Çinli bilim insanı Shu-Hong Yu başkanlığındaki bir ekip, kutup ayılarının postlarındaki tüylerin yapısını inceleyerek yeni ve çok daha etkili bir insulasyon malzemesi geliştirdi.

Kutup ayılarından esinlenen yeni aerojel, halihazırda kullanılanlardan çok daha hafif, daha yüksek insulasyon sağlıyor ve su da geçirmiyor.

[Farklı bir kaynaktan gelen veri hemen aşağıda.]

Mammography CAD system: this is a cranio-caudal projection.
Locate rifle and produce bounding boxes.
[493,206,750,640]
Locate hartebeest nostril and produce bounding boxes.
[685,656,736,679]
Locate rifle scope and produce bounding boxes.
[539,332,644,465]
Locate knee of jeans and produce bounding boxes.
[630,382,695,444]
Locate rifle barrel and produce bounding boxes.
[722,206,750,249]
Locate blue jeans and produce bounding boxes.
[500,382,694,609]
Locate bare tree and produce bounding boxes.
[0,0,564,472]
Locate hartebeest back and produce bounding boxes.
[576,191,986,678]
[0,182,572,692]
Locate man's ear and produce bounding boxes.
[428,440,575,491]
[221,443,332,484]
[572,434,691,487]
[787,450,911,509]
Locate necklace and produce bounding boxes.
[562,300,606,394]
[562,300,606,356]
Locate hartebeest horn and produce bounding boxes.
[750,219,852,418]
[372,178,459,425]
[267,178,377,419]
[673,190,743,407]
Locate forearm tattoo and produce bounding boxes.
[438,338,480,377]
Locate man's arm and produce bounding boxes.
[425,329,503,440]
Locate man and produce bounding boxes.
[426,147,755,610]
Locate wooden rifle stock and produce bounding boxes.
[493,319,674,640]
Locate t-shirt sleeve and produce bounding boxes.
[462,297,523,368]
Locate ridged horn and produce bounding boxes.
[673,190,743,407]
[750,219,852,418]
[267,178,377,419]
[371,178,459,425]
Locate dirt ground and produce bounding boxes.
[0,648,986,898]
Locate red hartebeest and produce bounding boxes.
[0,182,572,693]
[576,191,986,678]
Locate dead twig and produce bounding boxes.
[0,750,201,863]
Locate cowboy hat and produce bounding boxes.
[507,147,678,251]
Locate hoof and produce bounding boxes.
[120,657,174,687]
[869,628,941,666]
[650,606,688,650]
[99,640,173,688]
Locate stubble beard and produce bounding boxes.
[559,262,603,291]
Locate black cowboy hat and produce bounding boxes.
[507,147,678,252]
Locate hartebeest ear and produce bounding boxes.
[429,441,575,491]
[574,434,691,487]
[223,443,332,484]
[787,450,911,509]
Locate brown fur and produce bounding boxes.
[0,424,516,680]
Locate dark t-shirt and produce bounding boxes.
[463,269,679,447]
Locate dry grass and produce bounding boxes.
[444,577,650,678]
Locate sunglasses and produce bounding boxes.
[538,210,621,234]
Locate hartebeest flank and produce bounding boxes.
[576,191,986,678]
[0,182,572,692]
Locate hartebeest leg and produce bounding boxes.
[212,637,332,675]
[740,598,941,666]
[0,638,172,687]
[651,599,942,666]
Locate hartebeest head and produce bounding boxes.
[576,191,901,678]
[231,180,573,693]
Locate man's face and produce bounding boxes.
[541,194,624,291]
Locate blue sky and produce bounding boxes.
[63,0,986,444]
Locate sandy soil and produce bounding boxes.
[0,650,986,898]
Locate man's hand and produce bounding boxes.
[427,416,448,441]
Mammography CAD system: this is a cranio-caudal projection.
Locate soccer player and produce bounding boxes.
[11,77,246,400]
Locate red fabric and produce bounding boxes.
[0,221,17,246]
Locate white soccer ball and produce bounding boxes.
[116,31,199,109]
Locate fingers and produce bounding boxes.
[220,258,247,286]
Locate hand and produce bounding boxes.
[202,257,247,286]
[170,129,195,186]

Bu keşfin tek uygulaması uzay mekikleri değil. Bilim insanları uzayda bir gezegende kurulacak kolonilerde yaşayan insanların kutup ayılarından esinlenen bu insulasyon malzemesiyle soğuktan, zararlı ultraviyole ışınlardan korunabileceğini düşünüyor.

 

*****

Sivrisinekler ve tıbbı gelişmeler

Dünya Sağlık Örgütüne göre insanlara her sene 16 milyar doz enjeksiyon yapılıyor. Kimi insanlarda çok ciddi korkulara neden olan iğneli enjeksiyonların ağrısız yapılması için bilim insanları çalışmalar yürütüyor. Bu konuda en çok ilham veren varlık ise ağrısız bir şekilde insanların kanını emen sivrisinekler.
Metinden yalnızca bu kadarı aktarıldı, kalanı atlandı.